Diaper pad to detect dehydration and bacterial infections in infants
A team of University of California, Riverside Bourns College of Engineering students created an inexpensive pad that can be inserted into diapers to detect dehydration and bacterial infections in infants.
The product, which recently won an award that included a $10,000 prize at a national engineering design contest, operates much like a home pregnancy test or urine test strip. Chemical indicators change color when they come in contact with urine from an infant who is suffering from dehydration or a bacterial infection.
The pad, which is 2.5 inches by 5 inches and called "The Diaper Detective," is attractive for numerous reasons. It costs 34 cents to make. It doesn't require electricity, cold storage or an advanced education to interpret. It's customizable so that other chemical indicators can be added to test for other medical conditions. And it could be adapted to be used in adult diapers.
"We created this to fulfill a need for a versatile, inexpensive, non-invasive method of urine collection in developing countries and elsewhere," said Veronica Boulos, one of the team members. "The beauty of this is that it solves a huge problem with simplicity."

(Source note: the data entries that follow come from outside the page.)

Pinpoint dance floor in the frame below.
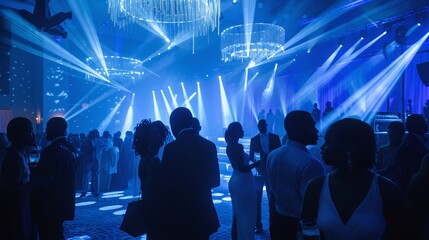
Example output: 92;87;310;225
64;170;270;240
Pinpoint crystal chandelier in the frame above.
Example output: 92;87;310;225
86;56;144;82
107;0;220;36
220;23;285;62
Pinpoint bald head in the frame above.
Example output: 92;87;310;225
284;110;319;145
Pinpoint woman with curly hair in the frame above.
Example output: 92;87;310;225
225;122;260;240
133;119;170;240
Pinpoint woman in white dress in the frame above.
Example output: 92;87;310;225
225;122;259;240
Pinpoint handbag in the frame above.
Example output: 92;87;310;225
119;199;151;237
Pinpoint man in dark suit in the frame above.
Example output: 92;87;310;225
34;117;77;240
250;119;281;234
392;114;429;189
160;107;220;240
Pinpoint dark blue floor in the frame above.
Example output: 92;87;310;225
64;168;270;240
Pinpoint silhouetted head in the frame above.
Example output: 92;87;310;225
405;114;428;136
7;117;36;148
46;117;67;141
103;131;112;138
321;118;376;169
225;122;244;144
258;119;268;134
387;122;405;146
192;117;201;133
284;110;319;145
133;119;170;155
125;131;134;138
170;107;192;138
113;131;122;138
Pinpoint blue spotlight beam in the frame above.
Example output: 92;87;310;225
122;93;135;133
64;85;100;118
67;0;109;75
180;82;195;116
66;89;117;121
2;10;130;92
97;96;126;132
242;0;256;56
161;89;172;116
262;63;278;104
290;46;341;105
219;76;235;127
197;82;206;130
152;91;161;120
168;86;179;108
326;33;429;125
256;1;406;66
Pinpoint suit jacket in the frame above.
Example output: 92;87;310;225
393;133;428;189
160;130;220;236
249;132;281;174
33;138;77;221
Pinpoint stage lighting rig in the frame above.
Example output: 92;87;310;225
18;0;72;38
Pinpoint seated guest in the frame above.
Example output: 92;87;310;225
301;118;415;239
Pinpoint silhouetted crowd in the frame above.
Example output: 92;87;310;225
0;107;429;240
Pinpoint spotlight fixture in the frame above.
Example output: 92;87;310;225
18;0;72;38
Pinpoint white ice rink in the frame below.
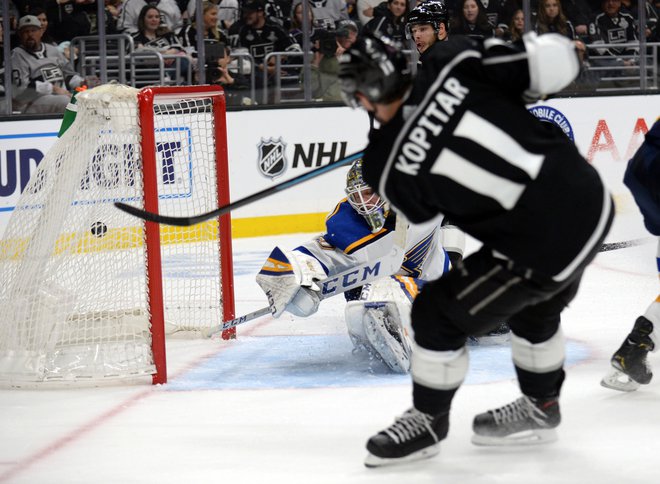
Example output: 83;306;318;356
0;234;660;484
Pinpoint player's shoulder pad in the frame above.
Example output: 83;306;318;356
259;247;294;276
430;35;481;62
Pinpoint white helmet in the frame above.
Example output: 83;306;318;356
346;159;389;233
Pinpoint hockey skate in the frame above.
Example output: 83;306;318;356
600;316;655;392
364;307;411;373
472;395;561;446
364;408;449;467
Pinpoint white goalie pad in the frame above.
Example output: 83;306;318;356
523;32;580;97
600;368;640;392
256;247;326;318
345;277;412;373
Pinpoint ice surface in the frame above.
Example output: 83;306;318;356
0;234;660;484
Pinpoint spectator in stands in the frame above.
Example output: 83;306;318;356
621;0;660;42
0;17;5;97
11;15;84;114
293;0;349;30
362;0;409;42
30;7;57;45
206;44;252;106
589;0;638;87
264;0;292;30
132;5;190;79
450;0;494;40
479;0;511;37
534;0;597;90
561;0;594;42
311;20;358;102
502;8;525;42
117;0;183;34
589;0;637;55
534;0;576;40
335;20;358;48
179;0;229;52
229;0;300;100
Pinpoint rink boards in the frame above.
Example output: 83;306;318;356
0;96;660;241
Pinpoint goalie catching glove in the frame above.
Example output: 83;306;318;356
257;247;326;318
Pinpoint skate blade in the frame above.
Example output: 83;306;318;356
364;444;440;468
600;370;639;392
472;429;557;447
467;333;511;346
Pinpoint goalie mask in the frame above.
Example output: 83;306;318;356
346;159;389;233
339;33;412;108
406;0;449;39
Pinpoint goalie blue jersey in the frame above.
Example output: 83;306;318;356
294;199;455;281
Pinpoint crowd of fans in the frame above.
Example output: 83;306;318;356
0;0;660;113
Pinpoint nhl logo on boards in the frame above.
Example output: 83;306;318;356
257;138;286;178
527;106;575;141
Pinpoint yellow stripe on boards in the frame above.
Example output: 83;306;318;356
0;212;327;260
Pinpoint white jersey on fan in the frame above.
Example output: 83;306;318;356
294;200;464;281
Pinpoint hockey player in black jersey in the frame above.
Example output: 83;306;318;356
601;120;660;392
339;33;613;467
406;0;449;105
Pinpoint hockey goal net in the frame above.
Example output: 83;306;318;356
0;85;234;384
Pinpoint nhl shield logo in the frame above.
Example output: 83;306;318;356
257;138;286;178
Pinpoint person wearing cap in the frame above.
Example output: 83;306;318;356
11;15;85;114
292;0;349;30
229;0;301;101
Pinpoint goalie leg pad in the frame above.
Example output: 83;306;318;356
364;305;410;373
523;32;580;97
256;247;326;318
411;344;469;390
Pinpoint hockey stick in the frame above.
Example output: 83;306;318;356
202;215;408;338
115;151;364;227
202;306;270;338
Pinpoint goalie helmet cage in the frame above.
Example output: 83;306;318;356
0;84;234;386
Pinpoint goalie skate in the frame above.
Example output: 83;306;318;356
364;307;411;373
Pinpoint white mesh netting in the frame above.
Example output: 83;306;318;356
0;85;229;383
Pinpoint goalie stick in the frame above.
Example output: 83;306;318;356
202;215;408;338
115;151;364;227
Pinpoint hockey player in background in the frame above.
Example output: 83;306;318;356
406;0;449;106
339;32;614;467
257;160;465;373
601;120;660;391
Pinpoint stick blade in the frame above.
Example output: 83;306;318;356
115;202;202;227
600;368;639;392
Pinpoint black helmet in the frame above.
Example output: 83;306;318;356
406;0;449;35
339;33;412;107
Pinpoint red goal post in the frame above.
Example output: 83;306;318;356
0;85;235;385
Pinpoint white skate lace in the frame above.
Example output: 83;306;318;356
489;397;546;425
383;408;438;444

Strike against infant mortality
The Diaper Detective addresses the worldwide problem of infant mortality in developing nations. Of the estimated 3.9 million annual neonatal deaths, 98 percent occur in developing countries and could be prevented with access to low cost, point-of-care diagnostics.
In developing countries, the students hope the Diaper Detective will be distributed via relief organizations. In the United States, the students believe the pad would qualify for reimbursement through medical insurance, making it an inexpensive option for low-income users.
The uniqueness of the diaper insert comes from the use of lateral flow channels that guide the user's urine to the reactive regions where the color change takes place. The lateral flow channels were originally created using Crayola crayons and are now created by paraffin wax and a laser printer.
The students won a third place award at the National Institute of Biomedical Imaging and Engineering Design by Biomedical Undergraduate Teams Challenge. They have also submitted the product to the National Collegiate Inventors and Innovators Alliance BMEStart competition.
The students have a patent pending on their concept and are in talks with industry about potentially commercializing the product.
The only other similar product they have found is the Pixie Scientific Smart Diaper. It is different in that it uses a QR patch on the diaper that gets scanned with a smartphone and then analyzed by an app for signs of urinary tract infections, dehydration and developing kidney problems.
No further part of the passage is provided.